Re: help me with this sed expression

2004-01-05 Thread Gautam Gopalakrishnan
On Tue, Jan 06, 2004 at 01:45:04PM +1030, Malcolm Kay wrote:
> On Tue, 6 Jan 2004 12:50, Gautam Gopalakrishnan wrote:
> > On Tue, Jan 06, 2004 at 12:30:42PM +1030, Malcolm Kay wrote:
> > > On Mon, 5 Jan 2004 22:19, Zhang Weiwu wrote:
> > > > Hello. I've worked an hour to figure out a serial of sed command to
> > > > process some text (without any luck, you kown I'm kinda newbie). I
> > > > really appreciate your help.
> > > >
> > > > The original text file is in this form -- for each line:
> > > > one Chinese word then one or two English word seperated by space.
> > > >
> > > > I tried to do things like s/\(.*\)\([a-z]*\)/\2 \1/ but the first
> > > > \(.*\) is too greedy and included the rest [a-z].
> > >
> > > Well the greedy part is easily fixed with:
> > >   s/\([^a-z]*\)\([a-z]*\)/\2 \1/
> > >
> > > But this will not work for those lines with 2 english words. The
> > > following should: % sed -n -e 's/\([^a-z]*\)\([a-z]*\) .*/\2 \1/p' -e
> > > 's/\([^a-z]*\)[a-z]* \([a-z]*\)/\2 \1/p' original > target
> >
> > I think awk is easier:
> >
> > awk '{print $2 " " $3 " " $1}' original | tr -s > target
> 
> I'm not really very familiar with awk, but I must say this
> is a much simpler and rather magical solution.
> 
> How does awk know which part of the original line goes into $1, $2 and $3.
> (You will notice there is no space between the chinese and english words).
> 

It does not.  I did not read the earlier mail properly. But there
is an easier way than all those regexes: Prefix the first a-z char
with a space and use awk.

sed -e 's/\([a-z]\)/ \1/' | awk '{print $2" "$1} NF==3 {print $3" "$1}'

Gautam

___
[EMAIL PROTECTED] mailing list
http://lists.freebsd.org/mailman/listinfo/freebsd-questions
To unsubscribe, send any mail to "[EMAIL PROTECTED]"
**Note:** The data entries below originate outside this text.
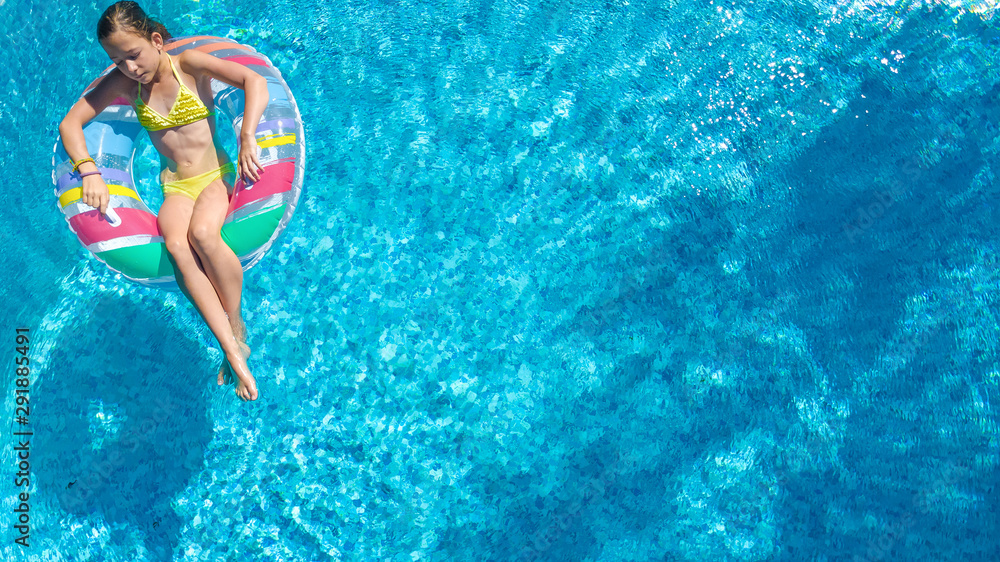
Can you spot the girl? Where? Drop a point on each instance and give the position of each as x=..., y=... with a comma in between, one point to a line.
x=173, y=99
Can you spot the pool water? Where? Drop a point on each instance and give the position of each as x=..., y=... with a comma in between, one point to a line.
x=577, y=280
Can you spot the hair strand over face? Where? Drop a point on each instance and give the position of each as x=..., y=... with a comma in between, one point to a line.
x=127, y=16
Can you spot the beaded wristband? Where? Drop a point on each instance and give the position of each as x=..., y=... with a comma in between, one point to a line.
x=76, y=163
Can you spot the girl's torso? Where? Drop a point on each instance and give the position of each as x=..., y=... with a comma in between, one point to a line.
x=187, y=142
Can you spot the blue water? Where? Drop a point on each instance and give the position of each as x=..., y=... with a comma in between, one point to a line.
x=576, y=280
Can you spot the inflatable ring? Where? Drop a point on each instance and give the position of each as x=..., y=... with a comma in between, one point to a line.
x=127, y=238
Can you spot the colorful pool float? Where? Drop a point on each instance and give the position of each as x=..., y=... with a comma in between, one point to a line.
x=127, y=239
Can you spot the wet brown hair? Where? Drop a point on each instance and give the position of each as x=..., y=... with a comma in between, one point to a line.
x=129, y=17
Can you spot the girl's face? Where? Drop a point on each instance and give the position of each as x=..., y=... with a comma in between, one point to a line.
x=135, y=56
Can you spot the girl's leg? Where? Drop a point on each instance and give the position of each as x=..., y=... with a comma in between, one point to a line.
x=217, y=259
x=220, y=263
x=174, y=221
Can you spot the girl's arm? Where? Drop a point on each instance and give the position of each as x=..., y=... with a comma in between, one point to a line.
x=254, y=87
x=114, y=85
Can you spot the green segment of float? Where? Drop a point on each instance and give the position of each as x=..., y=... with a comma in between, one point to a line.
x=150, y=261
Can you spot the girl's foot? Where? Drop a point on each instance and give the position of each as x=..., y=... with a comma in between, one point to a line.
x=246, y=387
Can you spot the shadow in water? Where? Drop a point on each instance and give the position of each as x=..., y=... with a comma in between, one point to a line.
x=121, y=422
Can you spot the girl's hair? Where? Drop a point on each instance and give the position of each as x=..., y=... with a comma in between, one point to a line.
x=128, y=16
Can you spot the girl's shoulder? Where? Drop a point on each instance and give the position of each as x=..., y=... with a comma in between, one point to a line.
x=113, y=85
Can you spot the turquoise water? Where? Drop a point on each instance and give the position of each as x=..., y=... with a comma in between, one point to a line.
x=569, y=281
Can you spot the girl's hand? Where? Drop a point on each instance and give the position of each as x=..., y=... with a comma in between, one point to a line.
x=249, y=163
x=95, y=193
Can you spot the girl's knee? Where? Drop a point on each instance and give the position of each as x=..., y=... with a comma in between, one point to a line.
x=203, y=236
x=179, y=249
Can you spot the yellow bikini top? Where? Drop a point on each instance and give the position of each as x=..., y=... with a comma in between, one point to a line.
x=187, y=108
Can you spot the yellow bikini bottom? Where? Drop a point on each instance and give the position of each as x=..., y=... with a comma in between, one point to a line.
x=193, y=186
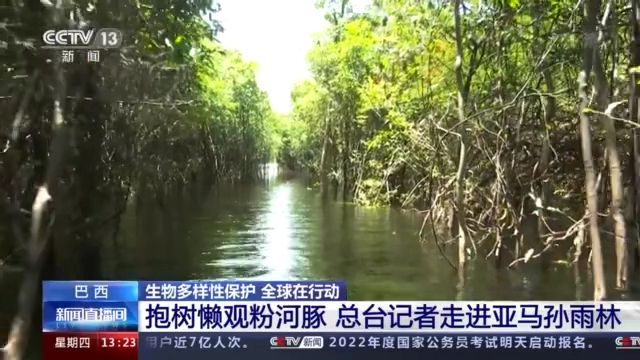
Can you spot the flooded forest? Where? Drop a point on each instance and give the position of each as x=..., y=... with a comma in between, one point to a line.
x=509, y=128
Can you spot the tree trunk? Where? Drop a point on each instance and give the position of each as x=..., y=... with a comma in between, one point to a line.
x=599, y=287
x=463, y=232
x=601, y=89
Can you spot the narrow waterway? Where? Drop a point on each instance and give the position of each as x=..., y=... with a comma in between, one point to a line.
x=281, y=229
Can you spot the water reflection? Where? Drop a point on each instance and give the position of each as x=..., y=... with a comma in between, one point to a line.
x=280, y=229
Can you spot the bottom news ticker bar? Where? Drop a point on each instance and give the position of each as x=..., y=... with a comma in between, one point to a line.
x=89, y=345
x=373, y=346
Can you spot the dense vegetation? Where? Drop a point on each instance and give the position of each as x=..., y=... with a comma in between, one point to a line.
x=171, y=108
x=480, y=115
x=477, y=115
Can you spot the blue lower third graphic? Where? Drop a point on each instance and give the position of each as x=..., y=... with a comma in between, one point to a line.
x=372, y=346
x=89, y=316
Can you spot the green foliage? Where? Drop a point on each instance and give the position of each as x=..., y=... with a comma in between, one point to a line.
x=383, y=95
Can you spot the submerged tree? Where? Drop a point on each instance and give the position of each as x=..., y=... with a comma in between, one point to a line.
x=395, y=112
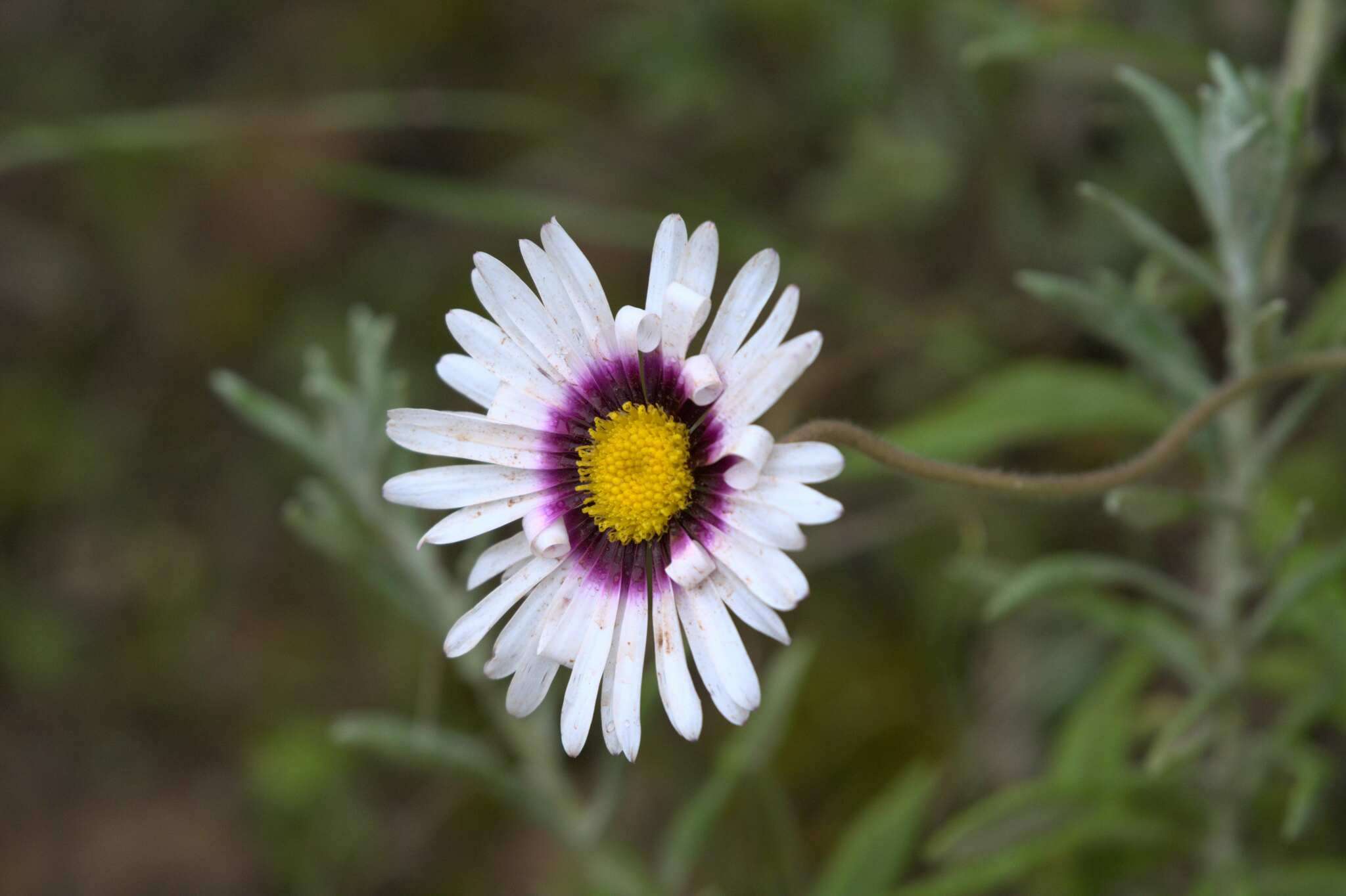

Re: help me with this sed expression

2004-01-05 Thread Malcolm Kay
On Tue, 6 Jan 2004 12:50, Gautam Gopalakrishnan wrote:
> On Tue, Jan 06, 2004 at 12:30:42PM +1030, Malcolm Kay wrote:
> > On Mon, 5 Jan 2004 22:19, Zhang Weiwu wrote:
> > > Hello. I've worked an hour to figure out a serial of sed command to
> > > process some text (without any luck, you kown I'm kinda newbie). I
> > > really appreciate your help.
> > >
> > > The original text file is in this form -- for each line:
> > > one Chinese word then one or two English word seperated by space.
> > >
> > > I tried to do things like s/\(.*\)\([a-z]*\)/\2 \1/ but the first
> > > \(.*\) is too greedy and included the rest [a-z].
> >
> > Well the greedy part is easily fixed with:
> >   s/\([^a-z]*\)\([a-z]*\)/\2 \1/
> >
> > But this will not work for those lines with 2 english words. The
> > following should: % sed -n -e 's/\([^a-z]*\)\([a-z]*\) .*/\2 \1/p' -e
> > 's/\([^a-z]*\)[a-z]* \([a-z]*\)/\2 \1/p' original > target
>
> I think awk is easier:
>
> awk '{print $2 " " $3 " " $1}' original | tr -s > target

I'm not really very familiar with awk, but I must say this
is a much simpler and rather magical solution.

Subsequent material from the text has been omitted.